Exploiting Steep Sub-Threshold Swing of Tunnel FET for Energy-Efficient Leaky Integrate-and-Fire Neuron Model

In this work, a single transistor (1-T) leaky-integrate-and-fire neuron based on band to band tunneling mechanism is proposed with significant improvement in energy consumption and integration density. For the first time, Tunnel FET's forward transfer characteristics with steep sub-threshold swing have been exploited to emulate neuronal behavior. Using calibrated simulation, it is validated that the proposed device is able to imitate the spiking behavior of a biological neuron accurately without using external circuitry.
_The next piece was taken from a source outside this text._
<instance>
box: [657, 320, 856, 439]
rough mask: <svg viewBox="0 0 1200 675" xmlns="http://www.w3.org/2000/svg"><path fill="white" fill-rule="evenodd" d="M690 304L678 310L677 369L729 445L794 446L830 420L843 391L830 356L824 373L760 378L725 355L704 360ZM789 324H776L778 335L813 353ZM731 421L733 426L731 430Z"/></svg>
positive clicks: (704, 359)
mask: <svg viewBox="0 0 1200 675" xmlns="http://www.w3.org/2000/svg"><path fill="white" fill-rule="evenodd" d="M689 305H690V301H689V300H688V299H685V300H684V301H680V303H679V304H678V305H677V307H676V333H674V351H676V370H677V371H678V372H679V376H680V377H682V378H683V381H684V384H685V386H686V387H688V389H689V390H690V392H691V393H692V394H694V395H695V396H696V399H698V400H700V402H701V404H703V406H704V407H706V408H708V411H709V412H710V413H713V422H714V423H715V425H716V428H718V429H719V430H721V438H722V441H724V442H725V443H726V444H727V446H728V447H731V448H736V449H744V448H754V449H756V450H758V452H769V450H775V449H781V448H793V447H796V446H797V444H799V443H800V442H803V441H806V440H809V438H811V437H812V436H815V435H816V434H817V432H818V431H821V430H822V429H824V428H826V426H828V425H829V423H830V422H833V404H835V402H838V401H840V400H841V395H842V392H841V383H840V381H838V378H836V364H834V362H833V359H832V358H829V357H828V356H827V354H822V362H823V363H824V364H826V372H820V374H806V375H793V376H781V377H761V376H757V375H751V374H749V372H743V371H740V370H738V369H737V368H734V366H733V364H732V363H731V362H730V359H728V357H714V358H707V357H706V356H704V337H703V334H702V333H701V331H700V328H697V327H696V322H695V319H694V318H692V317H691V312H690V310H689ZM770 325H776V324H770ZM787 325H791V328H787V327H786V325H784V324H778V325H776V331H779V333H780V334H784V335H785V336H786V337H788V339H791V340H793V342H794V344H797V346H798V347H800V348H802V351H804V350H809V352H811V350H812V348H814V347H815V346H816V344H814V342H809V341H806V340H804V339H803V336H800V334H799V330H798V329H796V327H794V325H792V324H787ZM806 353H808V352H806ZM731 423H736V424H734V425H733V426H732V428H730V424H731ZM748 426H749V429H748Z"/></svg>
Since the underlying mechanism is the modulation of a tunneling barrier, the proposed LIF neuron shows significantly lower energy consumption of 750 fJ/spike, which is at least ∼10 folds lesser than previously reported 1-T neurons. To verify the applicability, the proposed neuron has been explored for reconfigurable threshold logic gates to implement various linearly separable Boolean functions including OR, AND, NOT, NOR, and NAND. Finally, a multilayer SNN has been designed that confirms the image recognition ability of the proposed neuron with an accuracy of 96.27%. The proposed neuron provides a solution to implement highly scalable and energy efficient threshold logic circuits for future neuromorphic computing.